Evaluating IPO price involves analyzing company financials, market conditions, and investor demand. It often includes methods like book-building or valuation models to set a price that balances the issuer's fundraising goals and investor appetite.

The main benefit is having access to a lot of money, which enables expansion, growth, and debt reduction. A small company's marketability, legitimacy, and visibility can all be improved via IPOs.

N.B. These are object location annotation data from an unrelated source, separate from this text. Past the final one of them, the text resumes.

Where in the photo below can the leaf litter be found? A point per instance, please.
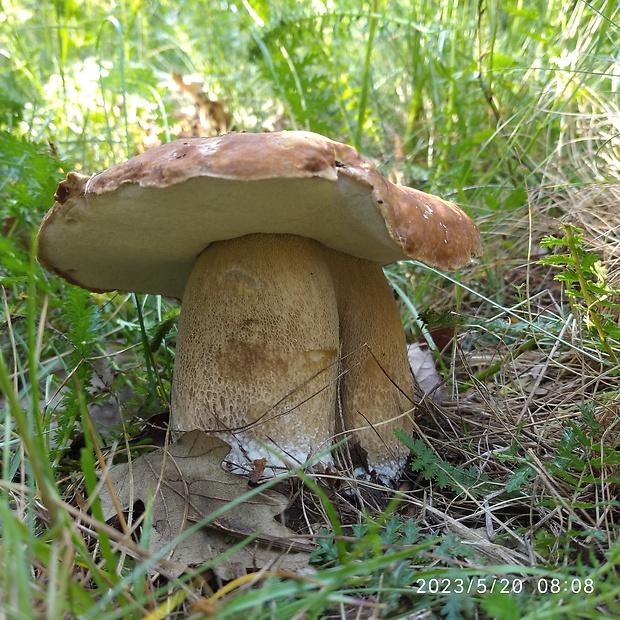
(185, 483)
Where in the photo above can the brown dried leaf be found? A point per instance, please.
(188, 483)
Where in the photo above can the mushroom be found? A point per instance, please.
(289, 335)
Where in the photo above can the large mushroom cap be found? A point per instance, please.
(140, 226)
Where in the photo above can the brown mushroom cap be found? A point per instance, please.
(140, 226)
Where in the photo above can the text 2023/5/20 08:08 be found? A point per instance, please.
(505, 585)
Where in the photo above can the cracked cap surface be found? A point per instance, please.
(140, 226)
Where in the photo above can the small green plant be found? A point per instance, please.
(444, 474)
(589, 292)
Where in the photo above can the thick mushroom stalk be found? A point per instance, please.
(273, 329)
(257, 349)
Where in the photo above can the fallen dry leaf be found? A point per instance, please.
(422, 364)
(187, 483)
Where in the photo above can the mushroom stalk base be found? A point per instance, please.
(285, 346)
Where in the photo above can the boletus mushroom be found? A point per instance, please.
(289, 335)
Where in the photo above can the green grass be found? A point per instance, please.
(509, 109)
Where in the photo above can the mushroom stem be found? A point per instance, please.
(376, 387)
(257, 349)
(269, 324)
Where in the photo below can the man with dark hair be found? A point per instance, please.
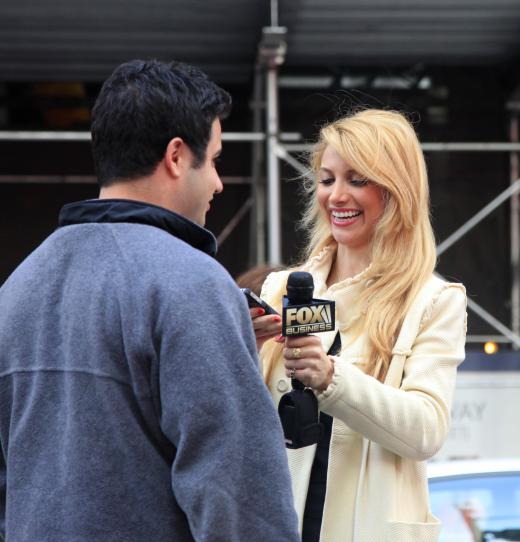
(132, 409)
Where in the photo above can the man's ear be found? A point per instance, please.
(177, 158)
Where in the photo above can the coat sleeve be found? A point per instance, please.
(230, 474)
(412, 421)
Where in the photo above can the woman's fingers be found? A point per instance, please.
(268, 325)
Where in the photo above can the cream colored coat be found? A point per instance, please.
(382, 433)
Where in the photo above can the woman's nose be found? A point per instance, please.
(340, 192)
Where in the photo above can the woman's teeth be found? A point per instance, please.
(345, 214)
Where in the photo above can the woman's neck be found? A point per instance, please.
(348, 263)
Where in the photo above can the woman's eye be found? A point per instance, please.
(358, 182)
(327, 182)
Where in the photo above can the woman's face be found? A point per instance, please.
(351, 204)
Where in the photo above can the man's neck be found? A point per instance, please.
(137, 190)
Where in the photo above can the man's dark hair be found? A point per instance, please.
(142, 106)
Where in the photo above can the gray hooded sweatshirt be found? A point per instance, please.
(131, 405)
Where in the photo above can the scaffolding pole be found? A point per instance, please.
(515, 234)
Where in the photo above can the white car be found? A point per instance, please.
(476, 500)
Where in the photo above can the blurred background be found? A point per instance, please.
(291, 65)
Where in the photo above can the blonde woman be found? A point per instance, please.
(385, 398)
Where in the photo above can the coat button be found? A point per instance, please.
(282, 385)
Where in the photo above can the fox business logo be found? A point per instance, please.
(315, 317)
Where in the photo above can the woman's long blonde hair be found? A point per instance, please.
(381, 146)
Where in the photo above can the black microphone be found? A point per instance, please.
(301, 314)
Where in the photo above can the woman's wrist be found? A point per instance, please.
(329, 375)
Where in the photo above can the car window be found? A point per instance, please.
(477, 508)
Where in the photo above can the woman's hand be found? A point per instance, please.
(266, 326)
(305, 359)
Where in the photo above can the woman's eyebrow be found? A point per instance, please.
(330, 172)
(326, 170)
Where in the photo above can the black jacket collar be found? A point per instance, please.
(138, 212)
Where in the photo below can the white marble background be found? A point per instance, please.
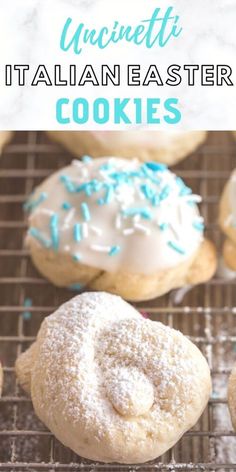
(30, 33)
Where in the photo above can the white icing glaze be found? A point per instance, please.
(145, 246)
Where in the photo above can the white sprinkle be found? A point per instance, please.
(118, 222)
(141, 195)
(128, 231)
(136, 219)
(142, 229)
(96, 230)
(85, 230)
(98, 248)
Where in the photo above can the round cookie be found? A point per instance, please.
(227, 221)
(111, 385)
(159, 146)
(232, 396)
(5, 137)
(119, 226)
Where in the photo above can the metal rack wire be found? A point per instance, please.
(207, 314)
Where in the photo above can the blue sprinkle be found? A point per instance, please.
(66, 206)
(32, 204)
(40, 238)
(54, 231)
(77, 232)
(81, 188)
(101, 201)
(77, 257)
(198, 226)
(76, 287)
(70, 187)
(86, 159)
(106, 166)
(165, 192)
(214, 395)
(109, 194)
(156, 167)
(163, 226)
(85, 211)
(114, 250)
(176, 248)
(27, 314)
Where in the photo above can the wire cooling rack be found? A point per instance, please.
(207, 314)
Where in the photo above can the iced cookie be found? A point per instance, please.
(119, 226)
(160, 146)
(228, 221)
(111, 385)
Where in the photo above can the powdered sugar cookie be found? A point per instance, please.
(111, 385)
(120, 226)
(160, 146)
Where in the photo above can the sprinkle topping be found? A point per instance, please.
(113, 213)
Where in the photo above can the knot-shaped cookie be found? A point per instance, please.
(111, 385)
(1, 378)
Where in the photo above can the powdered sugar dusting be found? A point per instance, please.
(105, 367)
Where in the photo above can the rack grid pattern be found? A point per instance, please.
(207, 314)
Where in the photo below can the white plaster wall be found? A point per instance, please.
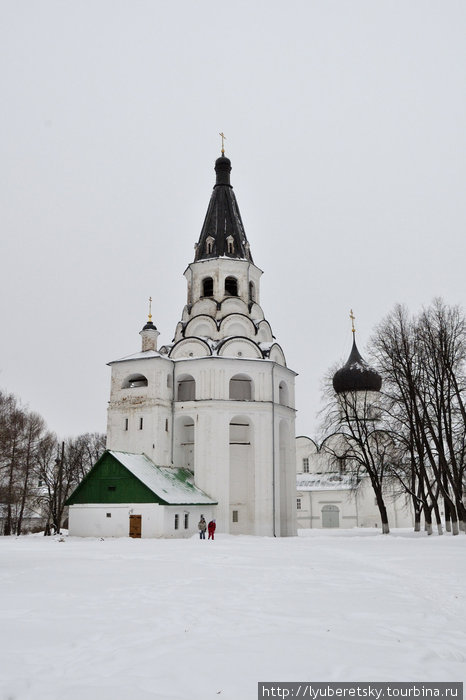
(152, 403)
(91, 520)
(212, 412)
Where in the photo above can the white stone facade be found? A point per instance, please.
(111, 520)
(326, 499)
(218, 400)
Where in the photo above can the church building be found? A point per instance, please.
(206, 423)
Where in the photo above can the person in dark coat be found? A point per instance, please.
(211, 528)
(202, 525)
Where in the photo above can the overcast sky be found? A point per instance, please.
(345, 125)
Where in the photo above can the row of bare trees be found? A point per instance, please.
(37, 471)
(412, 437)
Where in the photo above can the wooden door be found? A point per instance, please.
(330, 516)
(135, 525)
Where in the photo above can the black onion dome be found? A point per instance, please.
(223, 170)
(223, 233)
(356, 375)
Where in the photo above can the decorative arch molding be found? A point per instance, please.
(202, 325)
(264, 332)
(241, 430)
(241, 388)
(185, 388)
(231, 286)
(283, 394)
(256, 312)
(233, 305)
(277, 355)
(134, 381)
(239, 347)
(207, 306)
(305, 442)
(335, 443)
(190, 347)
(179, 331)
(237, 324)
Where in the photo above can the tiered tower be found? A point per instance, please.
(219, 399)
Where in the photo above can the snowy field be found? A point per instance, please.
(85, 619)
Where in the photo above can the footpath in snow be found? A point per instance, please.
(123, 619)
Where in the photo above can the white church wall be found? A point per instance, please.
(112, 520)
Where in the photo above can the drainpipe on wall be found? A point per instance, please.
(273, 451)
(173, 414)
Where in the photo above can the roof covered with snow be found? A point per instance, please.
(146, 355)
(324, 482)
(174, 486)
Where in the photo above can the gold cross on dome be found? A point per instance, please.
(224, 138)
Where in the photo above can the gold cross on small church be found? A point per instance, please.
(224, 138)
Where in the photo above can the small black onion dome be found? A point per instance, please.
(356, 375)
(223, 170)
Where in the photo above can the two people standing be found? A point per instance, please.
(202, 525)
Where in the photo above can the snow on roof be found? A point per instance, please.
(170, 484)
(324, 482)
(147, 354)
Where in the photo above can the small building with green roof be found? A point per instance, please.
(127, 494)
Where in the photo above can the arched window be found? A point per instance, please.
(231, 286)
(134, 380)
(186, 388)
(230, 245)
(240, 431)
(209, 245)
(241, 388)
(283, 394)
(207, 287)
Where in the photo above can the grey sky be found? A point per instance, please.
(345, 124)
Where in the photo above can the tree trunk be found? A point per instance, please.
(438, 518)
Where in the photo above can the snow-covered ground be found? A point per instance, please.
(87, 619)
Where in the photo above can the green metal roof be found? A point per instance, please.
(123, 477)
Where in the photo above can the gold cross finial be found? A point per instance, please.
(224, 138)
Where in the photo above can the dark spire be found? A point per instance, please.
(223, 233)
(356, 375)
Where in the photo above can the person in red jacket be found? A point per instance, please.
(211, 528)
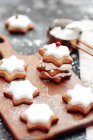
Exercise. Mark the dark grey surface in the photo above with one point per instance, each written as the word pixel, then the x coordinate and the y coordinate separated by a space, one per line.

Investing in an IPO entails risks such as price volatility, a lack of historical data, and uncertainty regarding the performance of the firm after the IPO. Investors must carry out exhaustive investigations and evaluate.

In the US and India, respectively, the SEC and SEBI regulate initial public offerings (IPOs). To safeguard investors, these organizations control disclosures, financial reporting, and fair practices.

A network of underwriters, brokerage houses, and internet trading platforms is often used to sell IPO shares. Before they start trading on stock exchanges, IPO shares are available for purchase in the primary market by investors.